Livre III, chapitre 2 |
Excursion matinale sur les mers de la Campanie
«Dites-moi, demanda Ione à Glaucus pendant
qu'ils glissaient dans un bateau de promenade, sur le limpide
Sarnus, comment Apaecidès et vous, êtes-vous
venus me délivrer de cet homme ?
- Demandez plutôt à Nydia, répondit
l'Athénien en montrant la jeune aveugle qui
était assise non loin d'eux, appuyée sur sa
lyre ; c'est elle, ce n'est pas nous que vous devez
remercier. Il paraît qu'elle est venue chez moi, et
que, ne me trouvant pas dans ma demeure, elle a
pénétré jusque dans le temple d'Isis
pour chercher votre frère ; ils partirent pour se
rendre chez Arbacès ; en route, ils me
rencontrèrent au milieu de quelques amis.
J'étais si heureux de votre excellente lettre, que je
m'étais joint volontiers à leur troupe joyeuse.

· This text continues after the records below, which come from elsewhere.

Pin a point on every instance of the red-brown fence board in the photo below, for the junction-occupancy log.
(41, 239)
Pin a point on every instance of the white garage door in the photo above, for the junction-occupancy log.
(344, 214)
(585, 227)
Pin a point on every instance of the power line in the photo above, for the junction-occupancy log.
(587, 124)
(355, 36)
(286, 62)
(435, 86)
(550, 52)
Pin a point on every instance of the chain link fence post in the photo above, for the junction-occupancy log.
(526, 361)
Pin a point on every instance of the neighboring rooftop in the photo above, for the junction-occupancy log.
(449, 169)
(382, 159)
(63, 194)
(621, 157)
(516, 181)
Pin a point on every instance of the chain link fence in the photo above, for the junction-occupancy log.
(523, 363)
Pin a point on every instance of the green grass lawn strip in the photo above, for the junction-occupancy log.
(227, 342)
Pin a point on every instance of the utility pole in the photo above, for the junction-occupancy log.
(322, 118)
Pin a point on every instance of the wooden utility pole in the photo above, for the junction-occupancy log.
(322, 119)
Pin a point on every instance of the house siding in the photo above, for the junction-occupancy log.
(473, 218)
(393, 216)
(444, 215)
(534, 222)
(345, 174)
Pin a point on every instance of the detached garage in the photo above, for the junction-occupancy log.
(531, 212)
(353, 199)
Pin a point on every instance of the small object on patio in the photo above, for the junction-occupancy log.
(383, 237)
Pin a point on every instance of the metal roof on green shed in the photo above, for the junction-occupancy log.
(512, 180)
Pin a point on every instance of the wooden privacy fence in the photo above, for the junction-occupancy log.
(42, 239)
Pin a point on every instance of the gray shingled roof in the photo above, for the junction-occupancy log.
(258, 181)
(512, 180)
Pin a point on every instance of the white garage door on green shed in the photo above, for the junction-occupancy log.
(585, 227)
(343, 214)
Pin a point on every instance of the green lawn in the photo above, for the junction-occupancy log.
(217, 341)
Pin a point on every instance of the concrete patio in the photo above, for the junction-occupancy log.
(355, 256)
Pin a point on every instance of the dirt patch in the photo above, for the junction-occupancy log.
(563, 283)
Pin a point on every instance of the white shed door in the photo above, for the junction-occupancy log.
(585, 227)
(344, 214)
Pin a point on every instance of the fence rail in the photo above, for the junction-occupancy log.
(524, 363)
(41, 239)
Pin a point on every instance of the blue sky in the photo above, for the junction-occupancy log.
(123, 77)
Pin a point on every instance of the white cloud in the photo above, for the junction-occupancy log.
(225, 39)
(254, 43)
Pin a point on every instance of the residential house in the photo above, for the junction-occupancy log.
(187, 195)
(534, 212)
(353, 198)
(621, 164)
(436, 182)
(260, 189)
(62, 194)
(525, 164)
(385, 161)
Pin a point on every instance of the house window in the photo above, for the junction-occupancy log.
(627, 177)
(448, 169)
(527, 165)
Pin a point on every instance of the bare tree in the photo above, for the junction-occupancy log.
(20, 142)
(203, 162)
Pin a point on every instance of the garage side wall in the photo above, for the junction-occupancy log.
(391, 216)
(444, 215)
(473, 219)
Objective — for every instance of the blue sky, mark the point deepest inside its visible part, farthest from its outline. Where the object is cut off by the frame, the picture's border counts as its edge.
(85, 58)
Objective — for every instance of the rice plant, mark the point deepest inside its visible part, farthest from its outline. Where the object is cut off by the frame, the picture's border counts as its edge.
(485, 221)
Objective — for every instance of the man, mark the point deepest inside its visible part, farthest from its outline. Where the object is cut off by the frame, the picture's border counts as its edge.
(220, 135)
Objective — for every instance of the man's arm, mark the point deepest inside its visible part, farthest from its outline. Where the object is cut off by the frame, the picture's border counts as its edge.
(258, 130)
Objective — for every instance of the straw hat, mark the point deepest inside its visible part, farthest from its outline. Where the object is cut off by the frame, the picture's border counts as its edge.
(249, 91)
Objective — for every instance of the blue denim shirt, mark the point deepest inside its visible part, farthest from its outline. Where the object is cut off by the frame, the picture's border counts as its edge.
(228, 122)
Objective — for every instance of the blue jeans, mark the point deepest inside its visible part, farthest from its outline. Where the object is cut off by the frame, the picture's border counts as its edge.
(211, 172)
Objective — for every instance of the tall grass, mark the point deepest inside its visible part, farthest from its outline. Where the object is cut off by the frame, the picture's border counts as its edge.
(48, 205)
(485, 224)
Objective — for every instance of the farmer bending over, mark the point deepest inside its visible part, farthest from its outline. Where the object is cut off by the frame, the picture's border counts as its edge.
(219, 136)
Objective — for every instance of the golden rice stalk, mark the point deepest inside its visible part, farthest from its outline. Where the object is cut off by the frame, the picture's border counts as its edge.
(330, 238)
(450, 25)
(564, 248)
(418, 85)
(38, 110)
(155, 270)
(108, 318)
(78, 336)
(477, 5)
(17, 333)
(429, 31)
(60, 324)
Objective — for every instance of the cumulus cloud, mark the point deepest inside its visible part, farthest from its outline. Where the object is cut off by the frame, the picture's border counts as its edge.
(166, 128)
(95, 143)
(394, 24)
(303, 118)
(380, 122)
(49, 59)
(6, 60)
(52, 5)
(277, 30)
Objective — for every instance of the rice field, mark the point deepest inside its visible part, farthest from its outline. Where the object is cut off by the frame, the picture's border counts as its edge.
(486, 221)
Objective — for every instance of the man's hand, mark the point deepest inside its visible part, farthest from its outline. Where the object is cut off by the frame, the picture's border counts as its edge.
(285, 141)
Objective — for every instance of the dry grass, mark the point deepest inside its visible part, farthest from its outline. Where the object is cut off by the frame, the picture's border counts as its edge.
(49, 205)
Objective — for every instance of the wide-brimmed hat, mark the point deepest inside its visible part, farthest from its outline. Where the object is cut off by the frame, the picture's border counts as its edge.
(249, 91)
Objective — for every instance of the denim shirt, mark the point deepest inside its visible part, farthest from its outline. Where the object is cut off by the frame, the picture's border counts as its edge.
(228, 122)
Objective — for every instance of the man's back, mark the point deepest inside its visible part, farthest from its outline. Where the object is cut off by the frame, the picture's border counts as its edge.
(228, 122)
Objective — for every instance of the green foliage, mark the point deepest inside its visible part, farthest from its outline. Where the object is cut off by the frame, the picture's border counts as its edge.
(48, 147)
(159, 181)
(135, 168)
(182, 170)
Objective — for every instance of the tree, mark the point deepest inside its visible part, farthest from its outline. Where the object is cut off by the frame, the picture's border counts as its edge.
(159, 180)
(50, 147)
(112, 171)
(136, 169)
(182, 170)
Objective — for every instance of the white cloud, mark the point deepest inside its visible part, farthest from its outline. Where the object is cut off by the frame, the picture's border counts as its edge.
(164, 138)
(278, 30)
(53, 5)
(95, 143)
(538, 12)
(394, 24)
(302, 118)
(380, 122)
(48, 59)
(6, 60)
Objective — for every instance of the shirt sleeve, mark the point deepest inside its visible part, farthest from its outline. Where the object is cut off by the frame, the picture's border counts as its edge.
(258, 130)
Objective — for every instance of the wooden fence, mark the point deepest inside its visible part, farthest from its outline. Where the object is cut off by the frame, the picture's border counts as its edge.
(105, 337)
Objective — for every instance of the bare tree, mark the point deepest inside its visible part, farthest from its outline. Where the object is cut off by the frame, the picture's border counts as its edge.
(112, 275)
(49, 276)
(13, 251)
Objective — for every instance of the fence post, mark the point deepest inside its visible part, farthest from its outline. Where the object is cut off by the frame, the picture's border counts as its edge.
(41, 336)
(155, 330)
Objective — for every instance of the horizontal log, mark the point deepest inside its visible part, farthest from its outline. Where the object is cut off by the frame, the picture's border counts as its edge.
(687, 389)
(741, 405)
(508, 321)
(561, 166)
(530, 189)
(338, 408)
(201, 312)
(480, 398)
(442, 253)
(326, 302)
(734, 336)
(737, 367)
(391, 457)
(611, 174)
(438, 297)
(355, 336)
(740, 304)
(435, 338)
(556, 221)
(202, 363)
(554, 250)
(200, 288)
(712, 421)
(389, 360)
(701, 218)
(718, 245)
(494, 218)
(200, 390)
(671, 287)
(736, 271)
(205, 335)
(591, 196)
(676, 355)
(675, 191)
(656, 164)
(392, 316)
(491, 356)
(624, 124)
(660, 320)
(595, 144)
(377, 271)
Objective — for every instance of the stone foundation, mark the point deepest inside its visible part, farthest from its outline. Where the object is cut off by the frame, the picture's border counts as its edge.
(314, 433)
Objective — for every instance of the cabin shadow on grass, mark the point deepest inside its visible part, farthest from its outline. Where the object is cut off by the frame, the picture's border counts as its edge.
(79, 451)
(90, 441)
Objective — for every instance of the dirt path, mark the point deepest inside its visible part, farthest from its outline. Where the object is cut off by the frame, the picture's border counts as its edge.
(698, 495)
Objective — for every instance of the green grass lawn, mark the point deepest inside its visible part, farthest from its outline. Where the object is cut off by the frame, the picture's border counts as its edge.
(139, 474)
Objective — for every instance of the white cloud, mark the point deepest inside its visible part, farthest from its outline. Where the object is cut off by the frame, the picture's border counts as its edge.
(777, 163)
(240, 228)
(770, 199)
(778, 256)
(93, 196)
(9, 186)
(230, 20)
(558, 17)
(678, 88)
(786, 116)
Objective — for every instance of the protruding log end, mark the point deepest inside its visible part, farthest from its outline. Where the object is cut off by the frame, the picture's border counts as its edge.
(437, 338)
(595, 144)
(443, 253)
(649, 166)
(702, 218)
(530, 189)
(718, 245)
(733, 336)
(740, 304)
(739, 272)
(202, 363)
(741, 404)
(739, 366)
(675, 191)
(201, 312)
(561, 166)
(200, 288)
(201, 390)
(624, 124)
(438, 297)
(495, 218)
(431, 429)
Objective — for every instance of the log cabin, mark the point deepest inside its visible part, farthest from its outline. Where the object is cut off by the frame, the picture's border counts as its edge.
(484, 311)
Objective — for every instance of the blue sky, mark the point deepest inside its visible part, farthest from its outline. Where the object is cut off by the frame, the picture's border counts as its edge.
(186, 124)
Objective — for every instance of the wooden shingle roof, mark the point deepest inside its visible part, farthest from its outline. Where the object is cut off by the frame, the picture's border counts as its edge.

L'oreille si fine de Nydia reconnut ma voix sans peine ; peu
de mots suffirent pour me faire accompagner Apaecidès ; je me gardais de dire à mes amis pourquoi je les
quittais : pouvais-je livrer votre nom à leur langue
légère et aux bruits du monde ? Nydia nous
conduisit à la porte du jardin par laquelle, plus
tard, nous vous avons ramenée ; nous entrâmes,
et nous allions nous plonger dans les détours
mystérieux de cette maison de malheur, lorsque votre
cri nous fit prendre une autre direction. Vous savez le
reste.»
Ione rougit vivement ; puis ses yeux
s'arrêtèrent sur ceux de Glaucus, et il comprit
toute la gratitude qu'elle ne pouvait pas exprimer.
«Viens ici, ma Nydia, dit-elle tendrement à la
Thessalienne : n'avais-je pas raison d'assurer que tu serais
ma soeur et mon amie ? N'as-tu pas été
déjà plus que cela, ma gardienne, ma
libératrice ?
- Je n'ai fait que mon devoir, répondit Nydia avec
froideur, et sans bouger.
- Ah ! j'oubliais, poursuivit Ione, que c'était
à moi d'aller vers toi.»
Elle se glissa le long du bateau, jusqu'à l'endroit
où Nydia était assise, et, jetant ses bras avec
tendresse autour de la jeune fille, couvrit ses joues de
baisers.
Nydia était ce matin-là plus pâle que
d'habitude, et sa pâleur s'accrut encore pendant
qu'elle se prêtait à regret aux embrassements de
la belle Napolitaine.
«Mais comment as-tu deviné si exactement, Nydia,
continua Ione, le danger auquel j'étais exposée ? Connaissais-tu donc l'Egyptien ?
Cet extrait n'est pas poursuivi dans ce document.